Isabel Gamboa Barboza

Ana se encerró en su casa después de comprar suficiente comida para sobrevivir los meses que faltaban. Estaba decidida a evitar que la vieran en ese estado simplemente porque aquello era un error. Tras los comestibles, preparó todo con la agencia y depositó el dinero en una cuenta.

Y comenzaron a pasar las semanas que, una más otra, fueron siendo meses, y de tanto tiempo que tuvo, tuvo muchos pensamientos. Pensó que, a fin de cuentas, no era tan malo lo ocurrido. Era, como diría Cuauhtémoc Sánchez en el libro favorito de Ana, Sin Cadenas, una oportunidad que le había metido ganas de vivir con decisión. Rumió que cuando se acabara todo se iría con el dinero a ese lugar y ahí viviría sola y sin penurias. Pensó que dejaría esa casucha fermentada con sus dolores y los dolores de las decenas de familias que la habitaron antes de que ella decidiera desaparecer de la casa de su familia y mudarse ahí. Se convenció de  que al irse de ese sitio sería como volverse a ir, pero esta vez, sí de verdad y para siempre.

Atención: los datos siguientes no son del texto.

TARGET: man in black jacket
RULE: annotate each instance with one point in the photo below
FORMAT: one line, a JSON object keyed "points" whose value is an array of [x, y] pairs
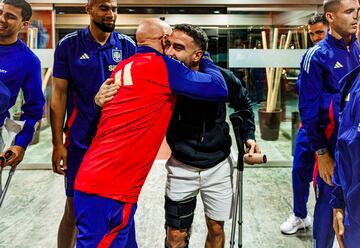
{"points": [[198, 136]]}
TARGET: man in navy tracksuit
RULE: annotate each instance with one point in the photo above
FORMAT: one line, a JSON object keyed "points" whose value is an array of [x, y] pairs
{"points": [[323, 66], [4, 97], [83, 61], [346, 200], [19, 69], [304, 156]]}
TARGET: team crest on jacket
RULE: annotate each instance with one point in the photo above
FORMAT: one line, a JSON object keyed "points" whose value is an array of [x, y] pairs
{"points": [[117, 55]]}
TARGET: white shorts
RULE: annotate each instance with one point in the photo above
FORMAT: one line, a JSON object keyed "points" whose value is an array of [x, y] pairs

Especuló que olvidaría por fin a esa madre, extraña y solitaria, que siempre la trató como a un íncubo. Y de tanto que pensó y confirmó, no se dio cuenta de que los meses ya deberían haber terminado.

Nadie supo nada porque nadie la extrañó, no hasta que notaron un aumento de ratas en sus propias cocinas y llamaron al Jefe Político.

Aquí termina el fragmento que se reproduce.